4 of 4 people found the following review helpful
Excellent 22 Sep 2002
By Violet - Published on
Format: Audio CD
There really isn't a better word to describe this album- I imagine that, since an American listener would be unlikely to understand the lyrics, he or she would find it somewhat more visceral than the band may have intended. All the same, this is completely unlike well-behaved easy-listening music, cookie-cutter pop, poseur rap, or any other music you are likely to hear on the radio, on television, or in films these days. Garmarna adapts medieval ballads that mix folk tales (talking animals, magic) with everyday fears of the time (slavery, starvation, war)- and if you don't care to read translations of the lyrics, you can enjoy the strange combination of Old Norse tunes played on electric guitars and a jew's-harp.
The music itself is wonderful to listen to- it makes a great car tape, since the music raises your adrenaline and puts you in touch with your inner Viking (so to speak) enough to keep you alert for long stretches on the Interstate. It's usually fast-paced, seems like it was made for dancing, and is a little off-putting, since you're basically putting yourself into another culture. Also, possibly, because a few of the songs- particularly the last, "Klevabergselden"- seem rather apocalyptic and overwhelming, but why else would you listen to a group that has apparently named itself after Garm, the wolf in Norse mythology that swallows the sun and creates endless winter? Unless you explicitly hate all kinds of folk music, you should check this album out.

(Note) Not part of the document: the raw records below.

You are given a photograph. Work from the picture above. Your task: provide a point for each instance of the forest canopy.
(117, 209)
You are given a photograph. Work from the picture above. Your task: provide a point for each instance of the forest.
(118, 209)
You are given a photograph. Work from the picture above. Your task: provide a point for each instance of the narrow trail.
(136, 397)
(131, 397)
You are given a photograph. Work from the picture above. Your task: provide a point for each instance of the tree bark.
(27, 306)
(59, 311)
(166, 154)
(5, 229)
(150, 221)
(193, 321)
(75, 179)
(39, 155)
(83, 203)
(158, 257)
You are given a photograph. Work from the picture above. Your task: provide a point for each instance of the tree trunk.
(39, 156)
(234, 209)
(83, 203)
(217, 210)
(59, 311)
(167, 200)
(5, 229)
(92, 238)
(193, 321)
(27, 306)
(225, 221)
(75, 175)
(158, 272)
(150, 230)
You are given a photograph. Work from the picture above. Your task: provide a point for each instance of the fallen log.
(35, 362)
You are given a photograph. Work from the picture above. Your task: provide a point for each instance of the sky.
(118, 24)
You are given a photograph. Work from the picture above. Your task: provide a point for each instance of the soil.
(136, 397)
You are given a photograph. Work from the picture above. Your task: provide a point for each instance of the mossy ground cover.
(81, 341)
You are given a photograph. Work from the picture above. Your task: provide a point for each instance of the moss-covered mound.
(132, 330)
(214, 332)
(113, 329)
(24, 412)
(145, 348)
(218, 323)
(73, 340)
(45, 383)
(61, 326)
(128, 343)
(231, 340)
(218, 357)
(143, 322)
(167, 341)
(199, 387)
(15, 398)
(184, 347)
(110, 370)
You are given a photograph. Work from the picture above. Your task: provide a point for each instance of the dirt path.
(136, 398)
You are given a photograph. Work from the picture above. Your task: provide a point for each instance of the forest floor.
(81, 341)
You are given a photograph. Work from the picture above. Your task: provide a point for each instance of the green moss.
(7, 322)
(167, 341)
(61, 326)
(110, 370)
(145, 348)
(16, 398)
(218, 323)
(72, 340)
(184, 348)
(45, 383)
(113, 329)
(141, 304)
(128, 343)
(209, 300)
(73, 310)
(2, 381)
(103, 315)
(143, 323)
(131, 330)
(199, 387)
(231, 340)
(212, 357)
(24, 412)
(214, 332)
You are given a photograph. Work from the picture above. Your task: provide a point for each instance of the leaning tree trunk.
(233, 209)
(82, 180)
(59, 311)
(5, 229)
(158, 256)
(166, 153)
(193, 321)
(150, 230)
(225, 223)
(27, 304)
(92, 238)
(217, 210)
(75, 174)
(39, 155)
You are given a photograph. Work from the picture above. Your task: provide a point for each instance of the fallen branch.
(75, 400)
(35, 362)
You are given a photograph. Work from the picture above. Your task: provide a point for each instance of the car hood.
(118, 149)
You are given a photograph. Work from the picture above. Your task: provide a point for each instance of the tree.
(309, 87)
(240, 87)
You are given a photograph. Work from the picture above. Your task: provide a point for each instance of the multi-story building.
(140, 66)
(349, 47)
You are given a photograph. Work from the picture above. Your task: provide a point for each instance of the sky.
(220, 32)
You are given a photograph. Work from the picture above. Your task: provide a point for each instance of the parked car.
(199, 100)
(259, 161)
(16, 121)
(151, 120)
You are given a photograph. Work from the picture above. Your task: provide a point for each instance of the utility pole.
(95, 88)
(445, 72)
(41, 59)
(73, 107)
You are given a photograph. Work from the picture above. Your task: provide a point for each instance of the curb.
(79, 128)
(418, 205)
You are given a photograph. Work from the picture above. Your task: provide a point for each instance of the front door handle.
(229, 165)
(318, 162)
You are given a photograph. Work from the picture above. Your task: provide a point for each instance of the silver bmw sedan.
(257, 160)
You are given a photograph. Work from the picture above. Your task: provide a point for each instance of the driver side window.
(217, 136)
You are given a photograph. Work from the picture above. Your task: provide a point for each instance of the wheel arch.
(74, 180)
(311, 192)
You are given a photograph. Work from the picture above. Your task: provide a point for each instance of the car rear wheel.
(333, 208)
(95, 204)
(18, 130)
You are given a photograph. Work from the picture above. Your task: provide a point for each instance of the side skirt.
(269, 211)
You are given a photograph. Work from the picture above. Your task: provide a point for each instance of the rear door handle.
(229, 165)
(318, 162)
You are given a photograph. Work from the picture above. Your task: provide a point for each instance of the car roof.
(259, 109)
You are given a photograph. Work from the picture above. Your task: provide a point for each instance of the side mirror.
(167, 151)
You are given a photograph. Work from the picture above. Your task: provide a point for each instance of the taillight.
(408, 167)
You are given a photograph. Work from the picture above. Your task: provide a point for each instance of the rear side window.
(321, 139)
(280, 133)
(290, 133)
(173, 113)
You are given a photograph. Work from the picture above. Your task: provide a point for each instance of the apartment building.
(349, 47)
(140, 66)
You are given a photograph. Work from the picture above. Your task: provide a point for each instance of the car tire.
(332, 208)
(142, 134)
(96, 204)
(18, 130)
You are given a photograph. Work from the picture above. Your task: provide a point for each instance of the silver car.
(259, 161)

12 of 16 people found the following review helpful
Northern European Indigenous Heritage 11 Feb 2000
By Erik Nygård - Published on
Format: Audio CD
Want to feel what it's like to be a present-day, modern, industrialized northern European (Euro-American) and still be "indigenous?" If so, then check out this album. Garmarna will have you channelling Loki, dancing with Freyja, staring Odin in His one good eye, laughing & singing with Thor, Frigga, and co. Vittrad moves me in ways that few albums/groups can.